On Tuesday I puzzled over an L.A. Times story claiming that there has been “[n]o independent confirmation” of the content of laptop computers recovered from FARC terrorists, which show Venezuelan assistance to the terrorists. I noted that Interpol had confirmed that the laptops had not been tampered with, and that the AP had been shown files with messages detailing years of cooperation between the terrorists and the Venezuelan government. How does the paper justify saying there has been no independent confirmation of the laptops’ content? I wondered.
A couple of commenters suggested an answer: perhaps it’s been confirmed that a) the files were really on the laptops; and b) the files say what is claimed by the Colombian government; but we don’t know c) that the information in the files is genuine.
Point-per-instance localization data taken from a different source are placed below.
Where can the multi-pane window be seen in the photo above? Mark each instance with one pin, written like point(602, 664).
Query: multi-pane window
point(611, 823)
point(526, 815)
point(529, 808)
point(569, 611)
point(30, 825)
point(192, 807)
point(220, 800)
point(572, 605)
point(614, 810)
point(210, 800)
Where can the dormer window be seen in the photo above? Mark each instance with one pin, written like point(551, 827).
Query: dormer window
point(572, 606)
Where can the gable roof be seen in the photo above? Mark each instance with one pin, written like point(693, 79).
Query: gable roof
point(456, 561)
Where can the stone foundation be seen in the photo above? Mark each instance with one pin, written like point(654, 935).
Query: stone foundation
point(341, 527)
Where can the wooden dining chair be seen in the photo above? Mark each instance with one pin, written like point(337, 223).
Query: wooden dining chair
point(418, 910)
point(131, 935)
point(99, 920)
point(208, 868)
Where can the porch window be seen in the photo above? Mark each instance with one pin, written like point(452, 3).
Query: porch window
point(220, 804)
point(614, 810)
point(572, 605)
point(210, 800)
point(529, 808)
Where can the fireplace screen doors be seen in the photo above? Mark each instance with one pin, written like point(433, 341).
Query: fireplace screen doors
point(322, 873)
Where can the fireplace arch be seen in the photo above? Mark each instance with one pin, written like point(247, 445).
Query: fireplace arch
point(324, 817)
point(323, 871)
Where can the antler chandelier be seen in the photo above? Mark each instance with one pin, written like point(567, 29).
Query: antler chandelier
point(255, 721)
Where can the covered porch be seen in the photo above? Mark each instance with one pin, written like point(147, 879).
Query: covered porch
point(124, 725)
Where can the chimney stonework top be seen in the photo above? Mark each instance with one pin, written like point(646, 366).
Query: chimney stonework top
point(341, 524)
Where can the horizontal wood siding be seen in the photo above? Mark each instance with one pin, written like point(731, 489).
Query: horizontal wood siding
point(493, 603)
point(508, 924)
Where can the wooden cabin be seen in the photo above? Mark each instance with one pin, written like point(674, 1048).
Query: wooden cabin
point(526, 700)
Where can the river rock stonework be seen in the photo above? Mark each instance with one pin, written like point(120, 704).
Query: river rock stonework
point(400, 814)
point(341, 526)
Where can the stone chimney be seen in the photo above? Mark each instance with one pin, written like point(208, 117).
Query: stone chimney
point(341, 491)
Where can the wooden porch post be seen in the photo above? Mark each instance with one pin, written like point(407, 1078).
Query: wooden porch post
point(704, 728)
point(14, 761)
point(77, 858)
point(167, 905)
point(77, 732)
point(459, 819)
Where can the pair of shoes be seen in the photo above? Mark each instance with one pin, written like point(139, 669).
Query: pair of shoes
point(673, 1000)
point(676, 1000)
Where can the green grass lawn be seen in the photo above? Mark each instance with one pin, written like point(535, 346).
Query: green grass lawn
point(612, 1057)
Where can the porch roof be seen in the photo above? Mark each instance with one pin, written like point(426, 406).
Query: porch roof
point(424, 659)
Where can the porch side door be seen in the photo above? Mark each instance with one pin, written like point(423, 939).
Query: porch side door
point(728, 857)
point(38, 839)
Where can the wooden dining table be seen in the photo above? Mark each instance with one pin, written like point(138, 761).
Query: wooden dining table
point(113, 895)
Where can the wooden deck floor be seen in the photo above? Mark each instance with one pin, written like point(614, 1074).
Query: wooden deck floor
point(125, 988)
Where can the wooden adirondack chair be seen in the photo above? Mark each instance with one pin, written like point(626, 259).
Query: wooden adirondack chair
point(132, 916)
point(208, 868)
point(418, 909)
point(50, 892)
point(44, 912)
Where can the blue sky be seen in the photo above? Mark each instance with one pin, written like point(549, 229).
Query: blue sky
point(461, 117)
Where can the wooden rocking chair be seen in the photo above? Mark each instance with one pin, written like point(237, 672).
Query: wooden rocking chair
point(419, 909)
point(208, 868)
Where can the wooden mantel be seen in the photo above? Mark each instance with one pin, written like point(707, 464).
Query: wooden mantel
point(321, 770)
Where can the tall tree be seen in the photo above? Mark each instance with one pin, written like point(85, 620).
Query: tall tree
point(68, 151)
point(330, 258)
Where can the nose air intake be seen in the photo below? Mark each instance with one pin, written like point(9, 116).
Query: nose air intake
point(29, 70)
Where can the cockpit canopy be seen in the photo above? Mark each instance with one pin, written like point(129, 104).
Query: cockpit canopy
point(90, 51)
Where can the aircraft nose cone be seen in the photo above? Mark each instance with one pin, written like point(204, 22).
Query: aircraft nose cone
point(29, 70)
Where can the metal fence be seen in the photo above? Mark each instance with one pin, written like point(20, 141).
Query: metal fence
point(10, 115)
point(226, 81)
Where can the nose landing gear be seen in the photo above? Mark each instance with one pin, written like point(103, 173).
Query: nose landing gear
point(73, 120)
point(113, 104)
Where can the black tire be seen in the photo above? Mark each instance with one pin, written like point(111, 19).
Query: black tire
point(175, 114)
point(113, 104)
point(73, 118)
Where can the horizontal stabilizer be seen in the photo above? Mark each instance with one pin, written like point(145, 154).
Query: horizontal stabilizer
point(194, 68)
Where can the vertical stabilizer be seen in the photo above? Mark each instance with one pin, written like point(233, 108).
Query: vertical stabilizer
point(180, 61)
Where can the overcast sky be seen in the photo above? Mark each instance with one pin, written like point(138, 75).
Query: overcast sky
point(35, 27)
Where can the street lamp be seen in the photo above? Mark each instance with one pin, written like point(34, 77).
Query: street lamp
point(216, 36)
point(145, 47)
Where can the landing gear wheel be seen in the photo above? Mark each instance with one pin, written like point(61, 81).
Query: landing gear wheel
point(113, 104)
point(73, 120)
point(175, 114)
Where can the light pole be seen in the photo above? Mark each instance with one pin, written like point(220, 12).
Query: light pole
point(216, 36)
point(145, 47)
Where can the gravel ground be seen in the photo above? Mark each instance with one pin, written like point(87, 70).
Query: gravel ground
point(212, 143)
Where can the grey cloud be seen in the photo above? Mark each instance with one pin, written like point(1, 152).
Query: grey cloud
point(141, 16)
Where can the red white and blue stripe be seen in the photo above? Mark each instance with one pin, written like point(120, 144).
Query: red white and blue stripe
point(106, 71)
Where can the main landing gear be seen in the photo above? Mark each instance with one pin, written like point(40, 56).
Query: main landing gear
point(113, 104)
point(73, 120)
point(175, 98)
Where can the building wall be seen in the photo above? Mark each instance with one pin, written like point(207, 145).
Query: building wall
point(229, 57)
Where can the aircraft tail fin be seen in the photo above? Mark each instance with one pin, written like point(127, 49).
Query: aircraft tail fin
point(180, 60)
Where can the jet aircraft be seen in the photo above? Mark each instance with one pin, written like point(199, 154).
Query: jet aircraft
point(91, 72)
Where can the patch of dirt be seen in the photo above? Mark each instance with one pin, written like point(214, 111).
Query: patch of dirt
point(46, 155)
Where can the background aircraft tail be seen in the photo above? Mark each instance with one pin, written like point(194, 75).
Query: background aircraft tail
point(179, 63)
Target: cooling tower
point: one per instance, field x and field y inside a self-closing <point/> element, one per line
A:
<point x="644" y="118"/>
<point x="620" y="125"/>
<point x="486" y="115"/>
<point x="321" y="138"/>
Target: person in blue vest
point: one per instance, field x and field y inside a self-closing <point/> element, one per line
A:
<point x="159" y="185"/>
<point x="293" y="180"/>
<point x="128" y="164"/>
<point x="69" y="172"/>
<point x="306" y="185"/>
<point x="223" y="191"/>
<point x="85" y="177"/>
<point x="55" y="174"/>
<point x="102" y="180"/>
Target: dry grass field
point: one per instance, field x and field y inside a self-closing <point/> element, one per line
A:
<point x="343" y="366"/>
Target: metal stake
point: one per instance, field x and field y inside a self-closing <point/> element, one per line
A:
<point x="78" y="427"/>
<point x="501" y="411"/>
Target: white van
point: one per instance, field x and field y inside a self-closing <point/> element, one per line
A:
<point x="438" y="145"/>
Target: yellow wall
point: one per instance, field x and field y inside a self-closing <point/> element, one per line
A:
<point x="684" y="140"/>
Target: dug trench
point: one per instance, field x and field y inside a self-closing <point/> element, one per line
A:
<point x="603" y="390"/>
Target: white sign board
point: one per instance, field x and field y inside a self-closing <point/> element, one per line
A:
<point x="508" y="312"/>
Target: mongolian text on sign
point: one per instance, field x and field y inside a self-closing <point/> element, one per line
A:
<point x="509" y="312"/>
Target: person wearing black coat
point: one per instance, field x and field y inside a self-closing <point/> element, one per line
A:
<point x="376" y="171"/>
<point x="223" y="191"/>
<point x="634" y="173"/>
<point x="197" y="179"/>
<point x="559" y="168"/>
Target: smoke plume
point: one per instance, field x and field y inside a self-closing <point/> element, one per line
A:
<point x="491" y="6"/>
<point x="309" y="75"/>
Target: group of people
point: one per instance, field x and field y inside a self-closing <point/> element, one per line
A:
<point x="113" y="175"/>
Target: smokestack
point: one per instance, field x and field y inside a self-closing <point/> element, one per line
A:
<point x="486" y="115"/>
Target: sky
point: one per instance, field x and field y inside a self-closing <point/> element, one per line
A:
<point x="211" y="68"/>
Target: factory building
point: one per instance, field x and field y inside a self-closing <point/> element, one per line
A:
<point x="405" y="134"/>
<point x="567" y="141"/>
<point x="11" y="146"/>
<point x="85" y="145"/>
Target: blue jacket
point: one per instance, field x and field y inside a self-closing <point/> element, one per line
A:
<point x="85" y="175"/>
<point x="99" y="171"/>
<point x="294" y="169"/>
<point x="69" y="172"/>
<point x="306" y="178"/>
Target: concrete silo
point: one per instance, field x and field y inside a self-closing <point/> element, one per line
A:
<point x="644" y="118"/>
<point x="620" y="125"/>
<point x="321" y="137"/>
Dr. Weevil begs to differ. He links a Gateway Pundit post, based on a Miami Herald article that is now offline, which noted that information found on the laptops has been successfully used in a raid on a FARC safe house:
Colombian authorities tipped off Costa Rican officials about a huge stash of FARC cash in an old safe house earlier this month. Costa Rica confiscated $480,000 of FARC cash in the raid. The Colombians discovered this information from the computers seized during the raid on FARC leader Raul Reyes in Ecuador.
Good catch by Dr. Weevil, and one that leaves me thoroughly confused as to how the content on the laptops has not been independently confirmed.